Phil n'eut pas le temps de retenir un éclat de rire que la dame blanche imita complaisamment :

– J'ai dit quelque chose de drôle ? Prenez garde, je vais devoir vous tutoyer : vous paraissez douze ans, quand vous riez.

Mais elle le regardait dans les yeux, comme un homme. »355

Si le désir libidinal de Phil se réveille, Vinca, quant à elle, révèle son fort attachement pour son partenaire. Elle est jalouse de cette rencontre entre Phil et la Dame en blanc. Restant dans son monde enfantin, Vinca reste la figure de l'innocente jeune fille sentimentale.

« - Phil ! Qu'est-ce que c'est que cette dame ?

Des épaules et de tout le visage, il exprima qu'il n'en savait rien. – Tu ne la connais pas et tu lui parles ?

Phil toisa sa petite amie avec une malice qui renaissait et secouait un joug passager. Il percevait joyeusement leur âge, leur amitié déjà troublée, son propre despotisme et la dévotion hargneuse de Vinca. Ruisselante, elle montrait des genoux meurtris de saint Sébastien, parfaits sous leur épiderme balafré ; des mains d'aide-jardinier ou de mousse ; un mouchoir verdi la cravatait et son blouson sentait la moule crue. Son vieux béret poilu ne luttait plus avec le bleu de ses yeux et, sauf ces yeux anxieux, jaloux, éloquents, elle ressemblait à un collégien déguisé pour une charade. »356

Cet excès de jalousie rejoint l'exacerbation de leurs sentiments : Vinca et Phil subissent les mouvements de leurs émotions.

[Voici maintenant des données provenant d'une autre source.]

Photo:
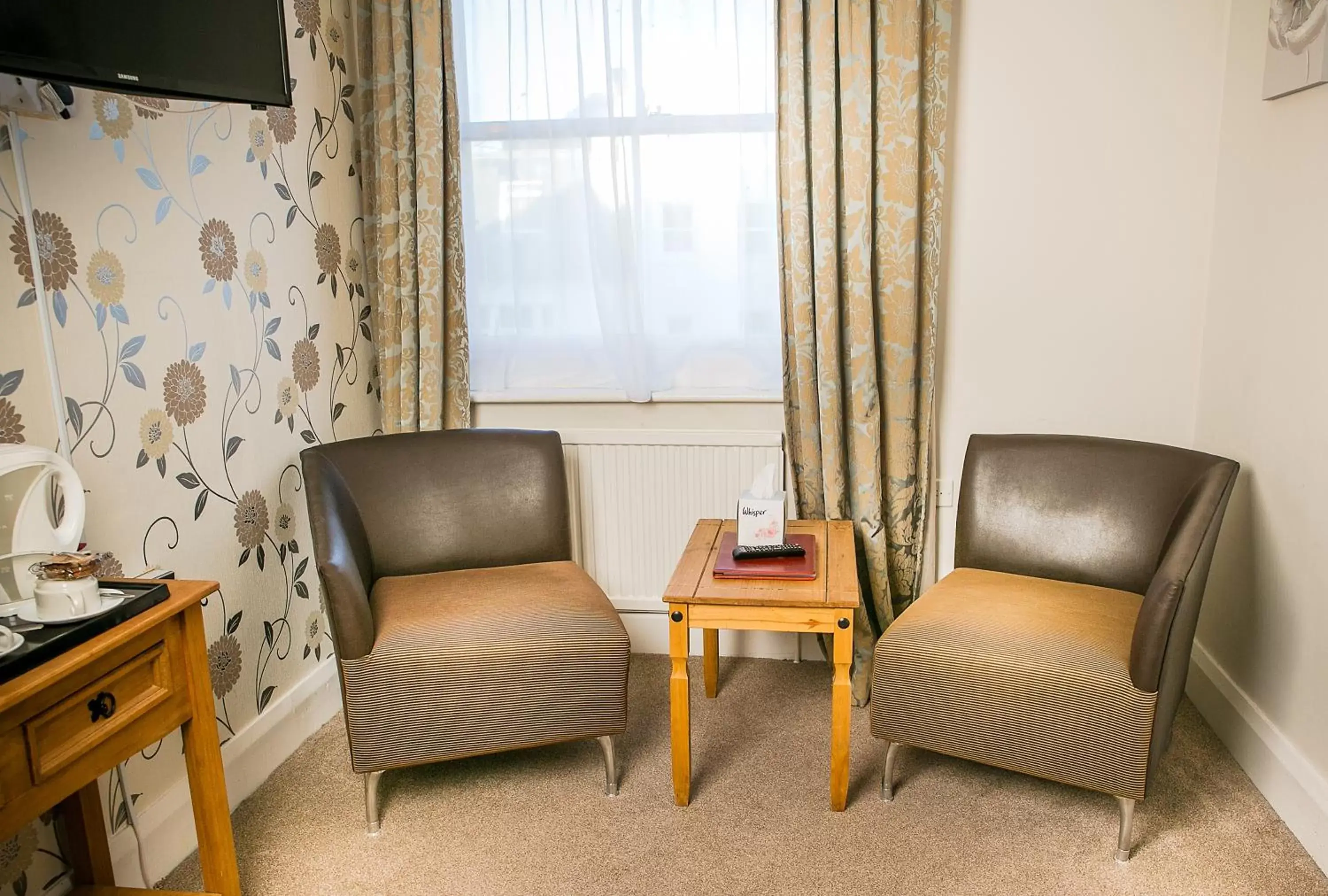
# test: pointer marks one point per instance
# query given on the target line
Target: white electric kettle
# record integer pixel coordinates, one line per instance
(28, 527)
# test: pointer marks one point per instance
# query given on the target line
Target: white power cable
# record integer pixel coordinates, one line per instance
(58, 403)
(58, 396)
(133, 826)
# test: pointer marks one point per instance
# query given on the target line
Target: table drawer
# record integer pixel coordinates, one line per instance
(92, 716)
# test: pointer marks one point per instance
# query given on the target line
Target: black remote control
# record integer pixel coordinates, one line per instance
(767, 551)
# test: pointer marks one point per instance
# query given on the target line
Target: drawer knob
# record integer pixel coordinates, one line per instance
(103, 705)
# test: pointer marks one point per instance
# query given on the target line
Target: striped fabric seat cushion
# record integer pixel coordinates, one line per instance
(484, 660)
(1030, 675)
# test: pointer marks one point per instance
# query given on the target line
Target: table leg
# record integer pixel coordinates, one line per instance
(711, 660)
(840, 713)
(680, 704)
(89, 850)
(204, 764)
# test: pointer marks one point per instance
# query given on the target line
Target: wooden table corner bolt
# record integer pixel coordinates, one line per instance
(76, 716)
(825, 604)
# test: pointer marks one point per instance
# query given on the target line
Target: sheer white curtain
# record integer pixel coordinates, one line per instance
(619, 197)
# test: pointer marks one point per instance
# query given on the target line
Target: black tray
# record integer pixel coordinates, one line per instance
(50, 641)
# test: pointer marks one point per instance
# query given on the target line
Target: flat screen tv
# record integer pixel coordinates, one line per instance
(208, 50)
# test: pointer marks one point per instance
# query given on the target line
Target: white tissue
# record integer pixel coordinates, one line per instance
(763, 487)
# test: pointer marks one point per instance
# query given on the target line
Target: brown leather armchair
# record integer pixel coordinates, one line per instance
(1060, 644)
(461, 624)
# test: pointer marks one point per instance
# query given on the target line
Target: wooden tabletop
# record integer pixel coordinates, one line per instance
(182, 594)
(837, 570)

« Phil s'assit d'un coup de reins, prêt à répondre à l'ironie... Honteux de tant de douceur, il se tut, et elle leva sur lui des yeux étonnés, car elle n'attendait point de mansuétude. Lui-même crut à une trêve passagère de susceptibilité et s'apprêta aux reproches, aux sarcasmes enfantins, à ce qu'il appelait l'« humeur lévrière » de sa petite compagne. Mais elle sourit mélancoliquement, d'un sourire errant qui s'adressait à la mer calme, au ciel où le vent haut dessinait des fougères de nuages. »357

355 Le Blé en Herbe, Colette, Flammarion, Paris, 2015, p53 356 Ibid. p55

Vinca se montre parfois modérée, impassible, n'existant que par les mots, la tonalité, le jeu du langage ironique et le bon mot alors que Phil se dépense dans de grands gestes, se rapprochant de l'éloquence, de la gravité et de l'agressivité. Même si Vinca donne l'image d'une enfant, Phil dévoile pleinement sa crise adolescente, se plonge ouvertement dans ses profondeurs existentielles et ses contrariétés agitées de jeune homme en rupture. Mais les rôles peuvent s'inverser lors de crises de jalousie et de fortes vibrations amoureuses.